First Minister Sturgeon on Saturday announced a four-point plan to protect Scotland's economy in the wake of June's vote for Britain to leave the European Union.
The Scottish National Party (SNP) leader said the devolved government in Edinburgh would set up a new board of trade, and a new trade envoy scheme and a new Scottish enterprise agency. She also said the government would establish a new office in Berlin to promote trade links with Scotland.
Some Conservative ministers in London's Westminster parliament have suggested a "hard Brexit," which could see the UK leave the EU's single market in return for greater border control. Speaking at a party conference in Glasgow, Sturgeon said Scotland would have to redouble efforts to make its economy attractive internationally.
"The difference between the Scottish and a Westminster government is this. They are retreating to the very fringes of Europe, we're staying at its very heart, where Scotland belongs," Sturgeon told delegates.
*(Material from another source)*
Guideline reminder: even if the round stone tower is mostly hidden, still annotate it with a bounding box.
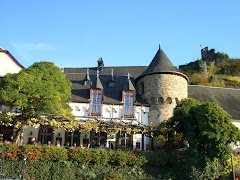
[136,46,188,124]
The first minister's efforts at forging a foreign policy for Scotland come after the disclosure earlier this month that she was forced to meet a junior German minister in a Berlin restaurant because he deemed it to be too diplomatically sensitive.
Single market vision
Sturgeon said her party would seek to "save the UK as a whole from the fate of a hard Brexit." However, she added that the SNP would propose new powers to keep Scotland in the single market, even if the UK left.
"If the Tory government rejects these efforts ... if it insists on taking Scotland down a path that hurts our economy, costs jobs, lowers our living standards and damages our reputation as an open, welcoming, diverse country ... then be in no doubt, Scotland must have the ability to choose a better future, and I will make sure that Scotland gets that chance."
Sturgeon slammed British Prime Minister Theresa May's Conservative Party as a party of exclusion because of its policies on refugees, and clampdowns on benefits for the disabled and unemployed.
The first minister also said she believed Scotland would become independent in her lifetime, but admitted that many still needed to be persuaded of the benefits. She opened the conference on Thursday with a promise to publish a draft bill for an independence referendum next week.
"If you remember just one word from my speech today, I want it to be this one. It begins with an 'I.' No, not that one! Not yet. The word I want you to remember is this - inclusion."